Bedtime cimetidine maintenance treatment: optimum dose and effect on subsequent natural history of duodenal ulcer.

Abstract
Sixty patients, whose duodenal ulcers had healed endoscopically after 6 wk of treatment with cimetidine 1 g/day in divided doses, were treated with maintenance cimetidine 800 mg at bedtime for 6 mo. Eighteen relapsed endoscopically (30%). Of the 42 still in remission, 36 then completed a 6 mo. double-blind comparison of bedtime cimetidine 400 mg and placebo. Twelve of the 19 (63%) cimetidine-treated patients and 10 of 17 (59%) placebo-treated patients relapsed within 6 wk (NS). This high relapse rate on cimetidine contrasts with an earlier trial, in which the 6 wk relapse rate was only 2 out of 21 (10%) on bedtime cimetidine 800 mg and 16 out of 24 (66%) on placebo (P < 0.0005).
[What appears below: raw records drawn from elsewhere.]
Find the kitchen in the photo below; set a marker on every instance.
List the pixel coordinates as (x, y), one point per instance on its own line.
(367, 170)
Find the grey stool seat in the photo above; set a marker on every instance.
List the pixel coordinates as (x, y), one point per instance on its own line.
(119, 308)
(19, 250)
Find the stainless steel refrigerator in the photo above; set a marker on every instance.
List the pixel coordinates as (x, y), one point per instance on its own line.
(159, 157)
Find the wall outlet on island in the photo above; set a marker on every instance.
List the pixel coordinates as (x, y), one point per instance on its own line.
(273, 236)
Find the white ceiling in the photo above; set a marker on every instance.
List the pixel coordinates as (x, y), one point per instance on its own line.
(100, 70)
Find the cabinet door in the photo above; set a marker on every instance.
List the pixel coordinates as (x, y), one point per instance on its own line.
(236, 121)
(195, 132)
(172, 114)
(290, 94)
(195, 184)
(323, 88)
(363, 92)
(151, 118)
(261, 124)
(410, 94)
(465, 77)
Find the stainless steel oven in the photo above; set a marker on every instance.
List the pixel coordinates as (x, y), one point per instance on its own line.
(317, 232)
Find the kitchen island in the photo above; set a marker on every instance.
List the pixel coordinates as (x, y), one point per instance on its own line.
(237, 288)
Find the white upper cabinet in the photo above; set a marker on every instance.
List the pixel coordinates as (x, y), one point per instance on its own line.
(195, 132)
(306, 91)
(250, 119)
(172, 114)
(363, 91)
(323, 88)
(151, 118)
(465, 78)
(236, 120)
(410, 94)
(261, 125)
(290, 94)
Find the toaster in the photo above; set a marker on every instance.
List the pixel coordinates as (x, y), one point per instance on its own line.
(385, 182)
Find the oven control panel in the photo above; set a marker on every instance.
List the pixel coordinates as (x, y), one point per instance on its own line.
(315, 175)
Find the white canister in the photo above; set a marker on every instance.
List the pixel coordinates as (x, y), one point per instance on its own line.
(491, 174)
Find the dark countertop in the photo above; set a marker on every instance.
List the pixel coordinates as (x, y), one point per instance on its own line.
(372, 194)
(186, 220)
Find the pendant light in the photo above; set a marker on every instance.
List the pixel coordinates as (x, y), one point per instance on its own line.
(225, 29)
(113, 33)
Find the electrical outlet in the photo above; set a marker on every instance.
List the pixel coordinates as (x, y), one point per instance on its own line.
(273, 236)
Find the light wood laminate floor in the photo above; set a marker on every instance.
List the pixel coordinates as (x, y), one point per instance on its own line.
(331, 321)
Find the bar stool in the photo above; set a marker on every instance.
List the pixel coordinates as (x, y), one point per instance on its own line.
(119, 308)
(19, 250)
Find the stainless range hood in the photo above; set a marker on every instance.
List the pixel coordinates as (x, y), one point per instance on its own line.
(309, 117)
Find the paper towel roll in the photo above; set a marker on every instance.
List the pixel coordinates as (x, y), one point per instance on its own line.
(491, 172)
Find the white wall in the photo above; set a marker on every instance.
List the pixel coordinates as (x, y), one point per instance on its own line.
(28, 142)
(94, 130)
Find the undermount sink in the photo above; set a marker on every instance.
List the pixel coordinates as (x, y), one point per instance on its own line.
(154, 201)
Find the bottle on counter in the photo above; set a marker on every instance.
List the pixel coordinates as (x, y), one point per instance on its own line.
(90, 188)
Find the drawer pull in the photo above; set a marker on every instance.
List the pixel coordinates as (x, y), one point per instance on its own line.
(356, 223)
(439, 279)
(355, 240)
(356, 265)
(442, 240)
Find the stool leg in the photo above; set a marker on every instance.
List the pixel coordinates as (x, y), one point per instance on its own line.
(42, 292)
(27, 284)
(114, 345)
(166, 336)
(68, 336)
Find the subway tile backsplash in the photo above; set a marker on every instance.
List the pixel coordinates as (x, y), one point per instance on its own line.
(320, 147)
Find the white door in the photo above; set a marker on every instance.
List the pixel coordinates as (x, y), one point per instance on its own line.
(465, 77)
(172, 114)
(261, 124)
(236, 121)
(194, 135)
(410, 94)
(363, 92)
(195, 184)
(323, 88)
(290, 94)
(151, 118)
Apart from the difference in the dose of cimetidine, both of the trials used the same experimental protocol during the double-blind part of the trial. In the earlier trial, however, there was no period of pretreatment with maintenance cimetidine as in the present trial. The pattern of placebo relapse was similar in both trials. Bedtime cimetidine maintenance treatment apparently does not alter the long-term natural history of duodenal ulcer once it has been withdrawn and either tolerance to cimetidine develops during long-term maintenance treatment or bedtime cimetidine maintenance treatment in the conventional dose of 400 mg is not as effective as 800 mg in prevention of endoscopic relapse, although it does reduce symptoms.